Mrs Barrett points out the difference of scale. There are twice as many babies - some 5,000 - born at The Rosie, the maternity unit at Addenbrooke's Hospital in Cambridge.

However, while the spirit at Hinchingbrooke leads to happy mothers and healthy babies, Mrs Barrett said the environment did have room for improvement.

"Environmental factors can be off putting. The hospital is not new and shiny. There are two rooms that have ensuite facilities but there are six that don't.

"The hospital wants to provide rooms that are a home from home so that women classed as low risk can have low intervention. They want them to be able to make the rooms their own for the duration of the labour so that this is a half way house between a home birth and a hospital birth. This is something that women want and the important thing is that they have the choice."

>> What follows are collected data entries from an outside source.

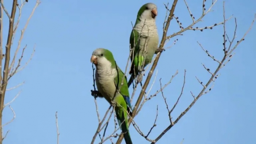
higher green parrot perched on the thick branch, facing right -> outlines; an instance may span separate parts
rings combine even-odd
[[[133,79],[137,77],[137,83],[142,81],[142,75],[139,73],[143,71],[154,56],[159,51],[158,31],[155,24],[157,16],[157,7],[153,3],[144,4],[138,11],[136,23],[130,35],[130,47],[134,47],[134,52],[131,54],[132,65],[130,69],[130,80],[128,87],[130,87]],[[146,53],[145,53],[146,52]],[[143,65],[143,61],[144,65]]]

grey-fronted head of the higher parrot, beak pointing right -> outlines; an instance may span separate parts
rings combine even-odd
[[[137,19],[144,21],[145,19],[154,19],[157,16],[157,7],[153,3],[146,3],[140,8]]]

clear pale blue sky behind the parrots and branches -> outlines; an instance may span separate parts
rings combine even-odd
[[[98,47],[111,50],[118,65],[124,70],[129,55],[131,21],[135,23],[138,9],[147,2],[153,2],[158,6],[156,23],[158,33],[162,36],[162,23],[165,18],[163,3],[168,1],[76,0],[63,2],[42,0],[22,41],[22,46],[28,45],[24,60],[29,59],[36,43],[34,57],[29,65],[13,76],[8,83],[8,88],[10,88],[25,81],[23,86],[6,93],[5,103],[12,100],[22,90],[20,96],[11,104],[16,113],[16,119],[4,127],[4,134],[10,130],[4,143],[55,144],[57,142],[56,111],[59,117],[60,144],[90,143],[98,126],[94,98],[90,92],[93,89],[90,63],[92,51]],[[169,2],[172,3],[172,1]],[[187,0],[187,2],[195,18],[201,16],[202,0],[193,2]],[[206,8],[211,2],[206,1]],[[35,1],[30,0],[24,6],[20,29],[24,26],[34,4]],[[254,18],[256,1],[227,0],[225,5],[226,18],[232,14],[237,18],[236,34],[237,38],[241,38]],[[5,1],[5,7],[10,11],[10,2]],[[222,21],[222,1],[219,0],[212,9],[214,11],[205,16],[203,21],[196,26],[205,27]],[[179,16],[184,27],[191,23],[184,1],[178,2],[174,13]],[[4,19],[4,40],[6,40],[7,16]],[[226,27],[231,37],[234,19],[228,21]],[[168,33],[172,34],[179,29],[176,21],[172,20]],[[232,60],[220,70],[221,75],[210,93],[203,95],[158,143],[177,144],[182,139],[184,139],[183,144],[255,143],[255,33],[256,26],[253,26],[243,43],[235,50],[236,54]],[[174,120],[192,102],[193,97],[190,91],[197,95],[202,89],[195,76],[205,83],[210,77],[201,63],[211,70],[214,70],[217,65],[202,51],[197,41],[215,58],[221,58],[223,55],[222,35],[222,25],[203,32],[186,31],[183,36],[172,38],[167,46],[171,46],[175,39],[179,40],[161,55],[156,68],[158,70],[156,83],[151,94],[159,90],[160,78],[162,78],[162,83],[166,83],[178,69],[179,74],[164,90],[169,107],[172,107],[180,94],[183,72],[184,69],[187,70],[183,96],[172,113]],[[18,36],[20,36],[20,31],[17,31],[12,51],[17,46]],[[137,100],[139,90],[132,105]],[[130,93],[132,93],[132,88],[130,88]],[[155,139],[169,125],[162,96],[158,94],[148,101],[135,118],[140,129],[148,133],[155,120],[157,105],[157,127],[153,129],[149,136],[150,139]],[[104,99],[98,99],[98,106],[102,118],[109,104]],[[7,107],[3,112],[3,122],[10,119],[12,119],[12,112]],[[108,134],[112,130],[113,119],[109,125]],[[133,143],[149,143],[136,132],[133,126],[130,126],[130,135]],[[113,140],[116,141],[116,139]],[[98,142],[97,137],[95,143]]]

She added: "When we thought the unit might close there were a number of reasons people wanted to fight for it. One was that people's experiences there were extremely positive. Over 140 people wrote personal letters to the Strategic Health Authority saying why they wanted the unit to stay open, which is remarkable because closure wasn't certain, it was only threatened but that number of people still felt strongly enough to write. It was an opportunity for people say how good the hospital is.

"The other reason was the travelling distance to either Cambridge or Peterborough if the maternity unit closed. It is a long journey when you are in labour and it is also a long journey for ante-natal visits and scans."

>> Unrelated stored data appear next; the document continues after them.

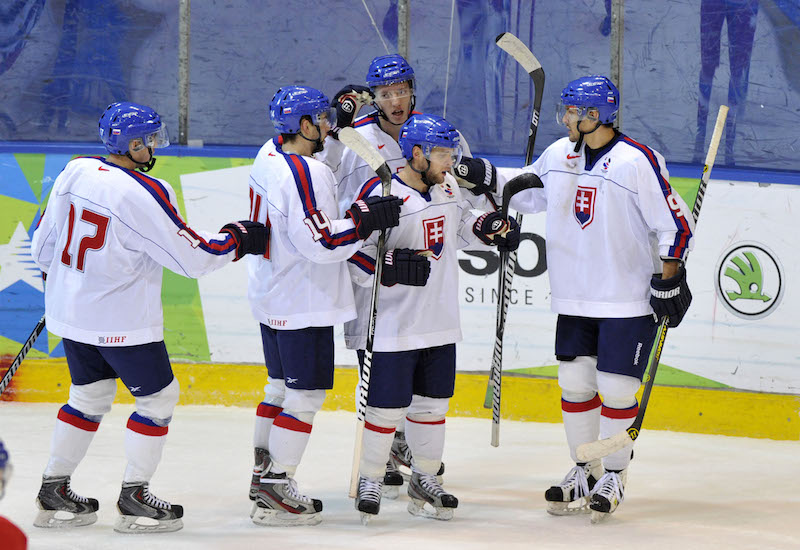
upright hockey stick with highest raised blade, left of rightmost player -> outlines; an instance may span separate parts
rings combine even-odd
[[[536,131],[539,128],[539,113],[542,109],[544,96],[544,69],[536,56],[523,44],[519,38],[505,32],[495,40],[497,46],[513,57],[517,63],[530,75],[536,90],[531,113],[531,127],[528,132],[528,144],[525,147],[525,166],[533,161],[533,146],[536,142]],[[541,181],[539,181],[541,185]],[[506,186],[506,188],[508,185]],[[509,195],[508,200],[511,199]],[[505,189],[503,190],[503,215],[508,214]],[[522,214],[517,213],[517,225],[522,227]],[[508,304],[511,301],[511,283],[514,279],[514,270],[517,267],[517,251],[500,254],[500,271],[498,274],[498,301],[497,301],[497,326],[495,330],[494,354],[492,355],[492,370],[489,375],[489,385],[492,387],[492,446],[500,445],[500,384],[503,369],[503,332],[505,331]]]

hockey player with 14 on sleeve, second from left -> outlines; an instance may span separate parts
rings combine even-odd
[[[251,217],[273,237],[250,263],[269,380],[256,412],[251,516],[259,525],[310,525],[321,521],[322,503],[298,491],[294,473],[333,387],[333,325],[356,316],[345,261],[374,230],[398,224],[402,201],[367,197],[338,219],[333,173],[313,157],[333,123],[322,92],[281,88],[270,119],[281,135],[261,148],[250,173]]]

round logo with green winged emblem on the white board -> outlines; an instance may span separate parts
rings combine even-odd
[[[717,297],[728,311],[742,319],[766,317],[783,298],[783,266],[763,244],[732,245],[722,254],[714,273]]]

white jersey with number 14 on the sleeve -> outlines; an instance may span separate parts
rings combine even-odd
[[[336,183],[322,162],[264,144],[250,172],[250,219],[272,226],[265,257],[249,258],[253,316],[277,330],[327,327],[356,316],[346,260],[361,248],[337,219]]]

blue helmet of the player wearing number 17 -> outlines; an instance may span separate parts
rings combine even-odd
[[[156,148],[169,145],[167,127],[150,107],[118,101],[106,107],[98,123],[100,140],[109,153],[125,155],[128,149]],[[132,144],[132,140],[141,142]]]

Mrs Barrett said that information about other hospitals across the county made her realise just how good maternity at Hinchingbrooke Hospital is.

"This is a fantastic local service. It is important to maintain it and improve facilities there.

"I get the feeling we have won the battle but perhaps not the war. It is a small unit and if there is a crisis again, we are much more likely to keep it if we have allowed it to build up a reputation and become a beacon of excellence.